Objective: The prescription rate of antipsychotic depots for patients suffering from schizophrenia is currently low. Among these patients the assumable acceptance rate of depot as treatment of choice is markedly higher, but psychiatrists do report that patients frequently reject the offer of depot treatment. In a first step to highlight this contradiction we aimed at identifying attributes of patients that indicate their qualification for depot treatment in the eyes of the psychiatrists.
Method: We surveyed 201 psychiatrists about their evaluation of patients' attributes potentially influencing their qualification for depot treatment. Multidimensional and cluster analyses were applied to detect associated attributes. A second sample of further 248 psychiatrists was asked about their proposal of depot treatment to patients depending on the number of relapses in the past.
Results: Two clusters of attributes were identified characterizing patients' qualification for depot treatment. In cluster I episodes of non-compliance and relapses in the past were considered as favoring the qualification. cluster II included a high level of insight, openness to drug treatment and profound knowledge about the disease representing attributes that increase patients' qualification. Patients were significantly more likely to be offered depot treatment after their fourth reexacerbation compared to their first relapse.
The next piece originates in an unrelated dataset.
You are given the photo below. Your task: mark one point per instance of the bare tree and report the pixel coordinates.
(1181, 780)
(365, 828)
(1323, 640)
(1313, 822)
Conclusions: Attributes comprised in cluster I highly qualify a patient for depot treatment which is in line with the current prescription stereotype. This conservative notion of depot use is supplemented by an alternative cluster II patient profile. Patients fitting this cluster also potentially qualify for depot treatment according to the surveyed psychiatrists and should be offered depot in clinical routine considering the advantages of this form of administration.